Algumas preocupações jurídicas das touradas à corda

 

 

Exórdio: A tourada à corda da Terceira não contém nenhum elemento de violência associada aos animais, nem tem práticas contrárias à natureza e ao ambiente. Dito de outra forma: a tourada à corda da Terceira protege e conserva os animais, a natureza e o ambiente. E também mantém viva uma tradição terceirense que remonta ao ano de 1451.

 

Apesar da imagem escorreita que fazemos da tourada à corda da Terceira, apesar da fotografia idílica da taurinidade, sobressaem situações que nos motivam preocupações. Na verdade, por debaixo da taurinidade existem elementos que nos devem a todos inquietar, de tantos, uns mais importantes do que outros, sublinham-se dois.

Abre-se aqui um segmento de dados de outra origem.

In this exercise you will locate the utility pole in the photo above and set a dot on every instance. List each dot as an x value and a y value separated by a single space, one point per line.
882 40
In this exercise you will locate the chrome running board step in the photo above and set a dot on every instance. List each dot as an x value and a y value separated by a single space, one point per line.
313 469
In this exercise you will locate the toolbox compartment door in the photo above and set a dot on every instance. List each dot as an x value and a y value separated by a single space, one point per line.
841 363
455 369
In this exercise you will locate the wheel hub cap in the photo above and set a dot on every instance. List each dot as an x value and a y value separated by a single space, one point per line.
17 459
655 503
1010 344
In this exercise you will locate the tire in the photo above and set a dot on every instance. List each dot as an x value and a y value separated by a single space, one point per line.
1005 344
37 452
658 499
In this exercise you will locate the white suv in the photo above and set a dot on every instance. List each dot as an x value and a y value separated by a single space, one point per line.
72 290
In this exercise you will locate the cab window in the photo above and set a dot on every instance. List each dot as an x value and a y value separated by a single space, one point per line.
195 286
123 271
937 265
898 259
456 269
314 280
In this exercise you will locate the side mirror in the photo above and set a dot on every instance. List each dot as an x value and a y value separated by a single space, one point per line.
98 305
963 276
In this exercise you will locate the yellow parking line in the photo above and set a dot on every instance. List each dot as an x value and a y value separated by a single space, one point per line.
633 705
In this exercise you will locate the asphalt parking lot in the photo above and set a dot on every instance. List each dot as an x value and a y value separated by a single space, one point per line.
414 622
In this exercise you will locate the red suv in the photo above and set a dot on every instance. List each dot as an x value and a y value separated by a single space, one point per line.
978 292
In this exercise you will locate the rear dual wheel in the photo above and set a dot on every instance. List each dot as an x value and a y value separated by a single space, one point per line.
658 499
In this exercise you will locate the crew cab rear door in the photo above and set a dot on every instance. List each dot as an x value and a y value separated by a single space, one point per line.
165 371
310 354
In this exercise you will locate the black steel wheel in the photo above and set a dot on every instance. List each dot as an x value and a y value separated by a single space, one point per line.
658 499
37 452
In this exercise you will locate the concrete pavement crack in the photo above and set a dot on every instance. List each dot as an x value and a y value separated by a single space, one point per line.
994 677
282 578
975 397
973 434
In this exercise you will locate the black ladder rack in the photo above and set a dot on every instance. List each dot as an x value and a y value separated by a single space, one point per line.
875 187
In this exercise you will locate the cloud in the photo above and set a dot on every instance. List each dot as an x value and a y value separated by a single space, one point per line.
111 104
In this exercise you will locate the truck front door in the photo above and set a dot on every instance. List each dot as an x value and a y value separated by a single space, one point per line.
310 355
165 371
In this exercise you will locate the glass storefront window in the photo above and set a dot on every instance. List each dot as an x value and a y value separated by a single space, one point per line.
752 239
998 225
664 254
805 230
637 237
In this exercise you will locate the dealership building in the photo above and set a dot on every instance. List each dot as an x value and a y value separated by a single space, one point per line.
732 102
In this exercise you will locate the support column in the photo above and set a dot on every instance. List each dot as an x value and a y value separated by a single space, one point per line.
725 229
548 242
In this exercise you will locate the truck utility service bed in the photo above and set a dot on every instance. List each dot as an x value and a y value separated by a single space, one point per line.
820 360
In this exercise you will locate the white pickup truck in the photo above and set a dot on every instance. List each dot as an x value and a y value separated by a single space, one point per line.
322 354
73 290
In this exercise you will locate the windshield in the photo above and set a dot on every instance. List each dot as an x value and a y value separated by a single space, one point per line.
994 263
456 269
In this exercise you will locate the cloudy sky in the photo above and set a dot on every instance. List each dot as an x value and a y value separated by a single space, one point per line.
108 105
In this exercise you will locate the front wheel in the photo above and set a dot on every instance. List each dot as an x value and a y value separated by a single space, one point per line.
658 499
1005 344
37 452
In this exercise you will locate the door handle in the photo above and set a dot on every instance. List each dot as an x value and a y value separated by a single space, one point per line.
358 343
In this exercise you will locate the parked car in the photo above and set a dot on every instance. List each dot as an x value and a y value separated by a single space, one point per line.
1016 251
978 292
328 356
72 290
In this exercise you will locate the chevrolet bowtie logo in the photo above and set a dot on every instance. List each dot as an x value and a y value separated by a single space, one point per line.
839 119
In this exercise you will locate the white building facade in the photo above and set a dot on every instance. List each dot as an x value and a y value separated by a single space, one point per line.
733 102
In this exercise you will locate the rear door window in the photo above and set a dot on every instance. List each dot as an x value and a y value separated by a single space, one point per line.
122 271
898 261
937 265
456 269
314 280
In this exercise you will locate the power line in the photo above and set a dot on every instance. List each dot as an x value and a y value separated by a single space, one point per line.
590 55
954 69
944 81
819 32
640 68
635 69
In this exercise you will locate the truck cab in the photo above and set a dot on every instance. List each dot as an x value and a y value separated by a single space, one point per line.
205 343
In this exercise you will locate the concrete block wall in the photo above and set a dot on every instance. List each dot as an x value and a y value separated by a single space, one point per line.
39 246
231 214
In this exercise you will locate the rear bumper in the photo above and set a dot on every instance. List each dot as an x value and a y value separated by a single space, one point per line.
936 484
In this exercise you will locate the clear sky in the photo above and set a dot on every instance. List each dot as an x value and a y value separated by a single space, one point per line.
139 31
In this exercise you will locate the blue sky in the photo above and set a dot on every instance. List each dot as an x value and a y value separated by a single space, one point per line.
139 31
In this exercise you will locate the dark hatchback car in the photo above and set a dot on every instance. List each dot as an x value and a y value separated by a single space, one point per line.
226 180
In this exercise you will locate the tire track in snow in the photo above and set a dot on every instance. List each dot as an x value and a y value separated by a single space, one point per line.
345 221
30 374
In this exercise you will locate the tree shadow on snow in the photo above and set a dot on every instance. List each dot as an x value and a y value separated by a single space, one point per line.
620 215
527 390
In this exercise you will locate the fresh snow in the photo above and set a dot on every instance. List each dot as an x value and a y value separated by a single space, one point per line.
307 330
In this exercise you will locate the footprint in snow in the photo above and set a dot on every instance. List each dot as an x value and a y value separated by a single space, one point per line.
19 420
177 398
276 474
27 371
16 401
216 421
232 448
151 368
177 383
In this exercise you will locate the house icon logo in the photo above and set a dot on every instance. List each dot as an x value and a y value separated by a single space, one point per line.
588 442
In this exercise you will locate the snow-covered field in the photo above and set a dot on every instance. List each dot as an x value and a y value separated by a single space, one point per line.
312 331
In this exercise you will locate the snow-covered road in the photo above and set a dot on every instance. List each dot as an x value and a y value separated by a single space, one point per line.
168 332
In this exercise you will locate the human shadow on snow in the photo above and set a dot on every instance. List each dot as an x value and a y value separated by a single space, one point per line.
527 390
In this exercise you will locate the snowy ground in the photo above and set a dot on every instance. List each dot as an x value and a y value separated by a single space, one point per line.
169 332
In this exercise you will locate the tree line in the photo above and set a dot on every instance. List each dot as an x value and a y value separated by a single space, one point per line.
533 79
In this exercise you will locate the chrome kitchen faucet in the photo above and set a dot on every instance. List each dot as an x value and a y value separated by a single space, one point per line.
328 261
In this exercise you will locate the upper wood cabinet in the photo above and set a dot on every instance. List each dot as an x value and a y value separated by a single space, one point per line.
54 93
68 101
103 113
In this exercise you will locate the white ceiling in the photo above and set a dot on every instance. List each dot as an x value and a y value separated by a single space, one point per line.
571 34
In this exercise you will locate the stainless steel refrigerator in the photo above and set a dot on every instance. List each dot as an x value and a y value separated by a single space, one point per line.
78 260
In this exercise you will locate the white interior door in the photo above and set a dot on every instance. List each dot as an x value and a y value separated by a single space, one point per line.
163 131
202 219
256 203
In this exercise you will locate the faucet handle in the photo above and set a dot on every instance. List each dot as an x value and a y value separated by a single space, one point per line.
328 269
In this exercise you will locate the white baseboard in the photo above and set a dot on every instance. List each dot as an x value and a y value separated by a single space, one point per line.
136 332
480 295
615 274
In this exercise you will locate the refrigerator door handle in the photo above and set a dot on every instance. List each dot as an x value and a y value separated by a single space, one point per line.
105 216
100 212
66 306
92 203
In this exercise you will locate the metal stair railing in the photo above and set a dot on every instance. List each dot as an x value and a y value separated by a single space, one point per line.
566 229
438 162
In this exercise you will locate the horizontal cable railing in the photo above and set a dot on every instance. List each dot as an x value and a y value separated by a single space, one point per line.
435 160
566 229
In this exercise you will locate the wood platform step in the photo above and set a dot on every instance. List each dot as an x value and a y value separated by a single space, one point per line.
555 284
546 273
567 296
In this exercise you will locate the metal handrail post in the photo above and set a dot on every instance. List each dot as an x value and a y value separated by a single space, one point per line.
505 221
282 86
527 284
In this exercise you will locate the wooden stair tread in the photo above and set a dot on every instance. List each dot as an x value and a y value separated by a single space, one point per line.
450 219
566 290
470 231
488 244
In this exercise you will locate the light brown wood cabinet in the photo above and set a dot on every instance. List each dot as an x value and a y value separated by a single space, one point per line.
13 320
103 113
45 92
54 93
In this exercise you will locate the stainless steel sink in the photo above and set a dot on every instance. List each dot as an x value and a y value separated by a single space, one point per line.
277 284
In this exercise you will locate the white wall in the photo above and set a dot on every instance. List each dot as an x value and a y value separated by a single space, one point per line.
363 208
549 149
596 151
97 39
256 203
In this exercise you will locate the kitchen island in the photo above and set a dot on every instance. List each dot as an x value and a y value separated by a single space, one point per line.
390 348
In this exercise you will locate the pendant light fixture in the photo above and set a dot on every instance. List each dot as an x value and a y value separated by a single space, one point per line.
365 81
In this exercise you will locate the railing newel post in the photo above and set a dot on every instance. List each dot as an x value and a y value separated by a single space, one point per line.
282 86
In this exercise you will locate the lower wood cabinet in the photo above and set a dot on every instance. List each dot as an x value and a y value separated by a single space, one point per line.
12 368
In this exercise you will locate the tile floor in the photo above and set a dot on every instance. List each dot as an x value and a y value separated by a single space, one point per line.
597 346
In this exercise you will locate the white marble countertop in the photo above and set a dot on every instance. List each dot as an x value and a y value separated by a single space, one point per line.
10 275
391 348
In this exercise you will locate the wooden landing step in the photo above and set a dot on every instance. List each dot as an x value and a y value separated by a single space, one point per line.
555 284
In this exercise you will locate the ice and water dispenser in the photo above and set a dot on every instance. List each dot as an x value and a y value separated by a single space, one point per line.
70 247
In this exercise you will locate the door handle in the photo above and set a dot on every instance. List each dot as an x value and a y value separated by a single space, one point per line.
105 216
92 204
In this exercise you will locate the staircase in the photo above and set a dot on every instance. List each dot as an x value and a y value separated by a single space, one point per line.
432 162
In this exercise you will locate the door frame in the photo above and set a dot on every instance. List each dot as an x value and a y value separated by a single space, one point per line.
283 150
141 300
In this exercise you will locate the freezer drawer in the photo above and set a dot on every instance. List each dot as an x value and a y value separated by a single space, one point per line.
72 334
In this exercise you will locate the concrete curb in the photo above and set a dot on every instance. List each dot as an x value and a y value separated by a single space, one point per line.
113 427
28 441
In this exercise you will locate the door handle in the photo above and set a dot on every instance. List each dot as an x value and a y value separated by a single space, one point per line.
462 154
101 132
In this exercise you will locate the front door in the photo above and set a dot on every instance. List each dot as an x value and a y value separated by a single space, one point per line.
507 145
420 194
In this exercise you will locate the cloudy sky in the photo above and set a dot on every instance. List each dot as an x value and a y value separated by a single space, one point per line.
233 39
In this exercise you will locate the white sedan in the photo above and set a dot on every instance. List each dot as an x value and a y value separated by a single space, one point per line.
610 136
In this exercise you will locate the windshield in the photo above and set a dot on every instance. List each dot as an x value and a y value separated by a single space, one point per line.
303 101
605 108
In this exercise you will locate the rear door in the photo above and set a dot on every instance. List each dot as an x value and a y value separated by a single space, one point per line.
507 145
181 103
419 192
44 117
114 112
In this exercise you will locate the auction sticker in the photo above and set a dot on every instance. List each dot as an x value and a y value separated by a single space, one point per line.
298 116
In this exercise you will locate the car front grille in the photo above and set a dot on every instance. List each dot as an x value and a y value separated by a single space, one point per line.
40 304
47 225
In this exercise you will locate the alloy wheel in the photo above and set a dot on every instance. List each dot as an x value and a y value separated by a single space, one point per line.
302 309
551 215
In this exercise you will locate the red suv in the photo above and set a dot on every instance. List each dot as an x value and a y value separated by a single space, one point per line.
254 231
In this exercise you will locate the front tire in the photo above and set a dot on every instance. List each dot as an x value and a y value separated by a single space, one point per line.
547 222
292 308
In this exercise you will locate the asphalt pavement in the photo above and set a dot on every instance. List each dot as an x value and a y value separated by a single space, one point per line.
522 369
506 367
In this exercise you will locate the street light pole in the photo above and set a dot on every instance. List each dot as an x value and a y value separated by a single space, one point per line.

Se bem se olhar para a realidade açoriana – e terceirense em particular porque tem mais de metade das irmandades açorianas – verifica-se que estamos perante uma realidade cultural que não é protegida pelo poder político: como é consabido, as comissões das festas e as comissões das irmandades, por estarem montados numa estrutura orgânica, antiquíssima aliás – e daí o seu valor cultural – não são reconhe­cidas pela legislação regional autonómica de apoio à cultura popular, tornando esta a única realidade humana nos Açores que não tem nem apoio público institucional nem lei regional autonómica. São as autarquias locais que têm por mérito essa função e, mesmo aí, não é a regra geral. Ou seja, em quarenta anos de autonomia política a Região Autónoma soube furtar a matriz do culto do Espírito Santo para fazer da Segunda Feira do Espírito Santo o Dia da Autonomia e da Região, mas furtou-se e furta-se a reconhecer o trabalho cultural e histórico, econó­mico e social que tais festividades representam para a idiossincrasia terceirense e açoriana. Neste momen­to decorre a discussão de uma proposta de legislação da nossa autoria que visa precisamente colmatar, em parte, esta realidade. A proposta foi recentemente alterada (simplificada) e existe está num impasse no Parlamento Regional; esperamos a sua aprovação até à eleições de outubro de 2016.

O segundo exemplo, o reconhecimento da utili­dade pública para a dispensa de funções – aqui tam­bém o regime legal regional autonómico não reco­nhece as irmandades e as comissões das festas nesse âmbito e, pior ainda, umas vezes reconhece a umas tantas e a outras não reconhece – tudo dependendo do poder da amizade entre os governantes e o mordomo em causa.

Estes dois exemplos – que tivemos o cuidado de os escolher por não se constituírem exclusivamente referentes às coloridas e antiquíssimas touradas à corda – são exemplos de como está em crise todo este manancial histórico, cultural e social. Se a Re­gião Autónoma dos Açores não utilizar as prorro­gativas constitucionais e estatutárias para preservar os valores da matriz do povo açoriano – é justo aos cidadãos concluir que de pouco nos serve a autono­mia política e as despesas que pagamos com os polí­ticos regionais autonómicos; assim como é natural aos constitucionalistas concluir que a autonomia regional viola a Constituição na medida em que as manifestações populares são detentoras do estatuto constitucional de direitos fundamentais (sobre este importante ponto, ver Arnaldo Ourique, Espírito Santo questão autonómica e constitucional, em www.arnaldoourique.pt, de 19-06-2015).